2016 Strong Men & Women in Virginia History honorees

1/8/2016, 7:33 a.m.
They can only be described as sculptors. They are responsible for the making and shaping of strong communities. They are ...

They can only be described as sculptors. They are responsible for the making and shaping of strong communities.

They are the 2016 Strong Men & Women in Virginia History who are being honored at a ceremony next month.

The honorees were announced this week by Dominion and the Library of Virginia, sponsors of the annual program celebrating the outstanding achievements of African-Americans.

This year’s honorees:

• Melody C. Barnes of Richmond, former domestic police adviser for President Obama.

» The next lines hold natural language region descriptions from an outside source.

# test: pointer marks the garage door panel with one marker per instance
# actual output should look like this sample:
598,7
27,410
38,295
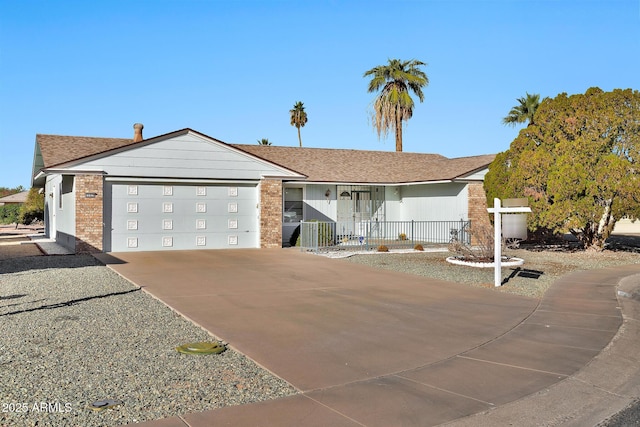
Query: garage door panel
147,217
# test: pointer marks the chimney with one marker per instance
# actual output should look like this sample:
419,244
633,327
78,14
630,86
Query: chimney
137,132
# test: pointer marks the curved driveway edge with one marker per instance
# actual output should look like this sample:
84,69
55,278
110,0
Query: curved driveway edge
376,348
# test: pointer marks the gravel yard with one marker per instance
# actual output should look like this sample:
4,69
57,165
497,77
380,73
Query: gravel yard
533,278
74,332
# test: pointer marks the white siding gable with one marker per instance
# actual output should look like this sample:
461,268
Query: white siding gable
185,156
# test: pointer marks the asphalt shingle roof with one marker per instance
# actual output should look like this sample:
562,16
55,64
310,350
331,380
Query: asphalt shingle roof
318,164
59,149
359,166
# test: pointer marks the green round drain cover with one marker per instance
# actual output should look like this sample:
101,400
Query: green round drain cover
202,348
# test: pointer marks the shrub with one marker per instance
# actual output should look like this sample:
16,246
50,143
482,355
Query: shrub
9,214
325,234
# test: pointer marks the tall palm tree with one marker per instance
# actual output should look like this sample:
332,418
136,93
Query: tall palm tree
524,111
394,104
298,117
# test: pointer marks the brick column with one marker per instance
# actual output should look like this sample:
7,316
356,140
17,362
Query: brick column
271,213
477,208
89,213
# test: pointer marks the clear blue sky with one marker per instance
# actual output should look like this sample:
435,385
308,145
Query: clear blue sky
234,69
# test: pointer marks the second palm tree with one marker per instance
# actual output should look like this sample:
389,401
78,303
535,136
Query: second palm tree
298,117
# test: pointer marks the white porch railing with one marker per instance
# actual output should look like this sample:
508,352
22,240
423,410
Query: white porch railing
366,235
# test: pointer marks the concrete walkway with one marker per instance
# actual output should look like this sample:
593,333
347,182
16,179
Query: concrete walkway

Currently, she is vice provost for global student leadership initiatives at New York University and a senior fellow at the university’s Robert F. Wagner School of Public Service.

• The late Thomas Cannon Sr. of Richmond, a humanitarian and philanthropist who, as a postal worker, contributed more than $150,000 to area nonprofits and community service organizations during his lifetime.

• Clarence M. Dunnaville Jr. of Roanoke, an attorney and civil rights activist now living in Richmond. After sitting in on arguments before the U.S. Supreme Court in the Brown v. Board of Education case in the early 1950s, he decided to go to law school to combat injustice. He worked in Richmond with the law firm of Hill, Tucker and Marsh for several years.

• The late Chief Justice Leroy R. Hassell Sr. of Norfolk who became the first African-American chief justice of the Supreme Court of Virginia in 2003. A graduate of Harvard Law School and partner at McGuireWoods law firm in Richmond, he served 12 years on the state’s highest court.

• Sen. Mamie E. Locke of Hampton, dean of the School of Liberal Arts and professor of political science at Hampton University. Sen. Locke was the first African-American mayor of Hampton, serving from 2000 through 2004. Currently, she represents Hampton and Newport News in the Virginia Senate and is chair of the Virginia Legislative Black Caucus.

• Dr. Claude G. Perkins of Richmond, the 12th president of Virginia Union University. Dr. Perkins earned degrees from Mississippi Valley State University, Perdue University and The Ohio State University. A former superintendent of schools in Clark County, Nev., and Kansas City, Mo., Dr. Perkins came out of retirement in 2009 to become president of VUU, where he has increased student enrollment, retention and scholarships.

• Michael Robinson of Henrico, who retired in 2014 from the Seattle Seahawks after helping the team to a Super Bowl title. A 2011 graduate of Varina High School, he played quarterback and wide receiver at Penn State University, helping lead the team to a Big Ten Conference title in 2005. He was named the Big Ten Offensive Player of the Year the same year. He was drafted by the San Francisco 49ers in the fourth round of the 2006 NFL Draft and, in 2011, was named to the Pro Bowl with the Seahawks as a fullback. He also hosts free football camps in the Richmond area and founded the TEAM EXCEL program, which stresses academics, attendance and community service to high school students.

• The late Anne Bethel Spencer of Lynchburg, who was known as a Harlem Renaissance titan. She was the first African-American woman poet to be published in the Norton Anthology of Modern Poetry in 1973. She lived in her Virginia home her entire life and became friends with Harlem Renaissance writers such as James Weldon Johnson, Langston Hughes and W.E.B. Du Bois. The Anne Spencer House and Garden Museum is a Virginia Historic Landmark and her work is preserved in numerous libraries, including the Albert and Shirley Small Special Collection Library at the University of Virginia.